Тимоша помалкивал. Эту сторону деятельности тайной полиции – слежка ночной порой – он недолюбливал и, хотя деться было некуда, старался не вылезать с инициативами.
– Подождем немного, – сказал Пушкин. – Пусть отдалится на приличное расстояние, будет легче…
Именно ему и пришла в голову простая мысль, до которой не додумался никто другой: следовало попросту послать поручика Навроцкого к немцу, чтобы отдал бумаги в обмен на прощение долга… ну, а далее оставалось лишь посмотреть, что Готлиб станет с бумагами делать. И поступать в зависимости от результата…
Точно было известно, что немец изволит обитать на Моховой – но, получив от Навроцкого сверток, он направился не туда, а без всяких колебаний повернул к Неве, к Адмиралтейской части, что само по себе было достаточно интересно: зачем скучному чиновнику, обремененному немаленьким свертком, отправляться не домой, на ночь-то глядя, не извозчика взявши, к своей охтинской симпатии поехать и даже не в один из тех домов, где обычно играет в карты или ужинает, стремиться? Нет, он, изволите ли видеть, пешком собрался в сторону Адмиралтейства, где делать ему вроде бы совершенно нечего…
– Пора, – сказал Пушкин.
Они двинулись следом на приличном расстоянии, держась с ленивой непринужденностью праздных гуляк, благо немец вел себя, словно и мысли не допускал о пустившихся по пятам соглядатаях: ни разу не обернулся, не ускорил шага и не замедлил, ступая размеренно, будто практиковал систему доктора Лодера…
Наплавной мост на Васильевский остров, тускло-желтые фонари, покачиваясь под стылым ветерком, бросают блики на темную воду. Послышался скрип досок – немец миновал мост той же размеренной походкой. Они, выждав должное время, пошли следом. Впереди светили огни Васильевского. Немец шагал целеустремленно, как человек, имеющий точную цель.

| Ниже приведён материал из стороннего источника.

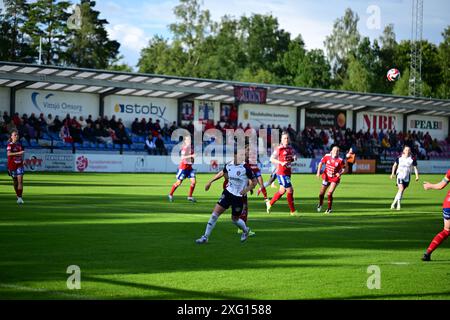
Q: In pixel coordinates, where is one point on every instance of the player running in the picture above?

– В эту пору тут мазурики пошаливают, – сказал Красовский вполголоса. – Не дай бог, облегчат немчуру не только от денег, но и от бумаг… Что тогда?
– Вмешаемся, – решительно сказал Пушкин. – Выступим в роли благородных случайных спасителей и удалимся… Что еще остается?
Как известно любому старому петербуржцу, Васильевский остров со старых времен представляет собою примечательное место, где обширные огороды и деревянные домишки перемешаны с солидными кирпичными зданиями в самом причудливом сочетании. Только миновал внушительный особняк, уютно светящийся многочисленными окнами, – как оказался у длиннющего хлипкого забора, за которым тянутся грядки и побрехивает мелкая, судя по лаю, собачонка. А там потянулся целый квартал не достроенных по какой-то причине домов: шеренга пустых каменных коробок, зияющих темными проемами окон, кое-где подведенных под крышу, а кое-где таковой лишенных. В таких вот местах и таился отчаянный народ, озабоченный содержимым карманов ближнего своего, порой оттуда явственно доносился тихий свист и перешептывание – так что Пушкин с Красовским держали поближе пистолеты, а Тимоша, избегавший любого рода баталий, ускорял шаг, чтобы не отстать от спутников.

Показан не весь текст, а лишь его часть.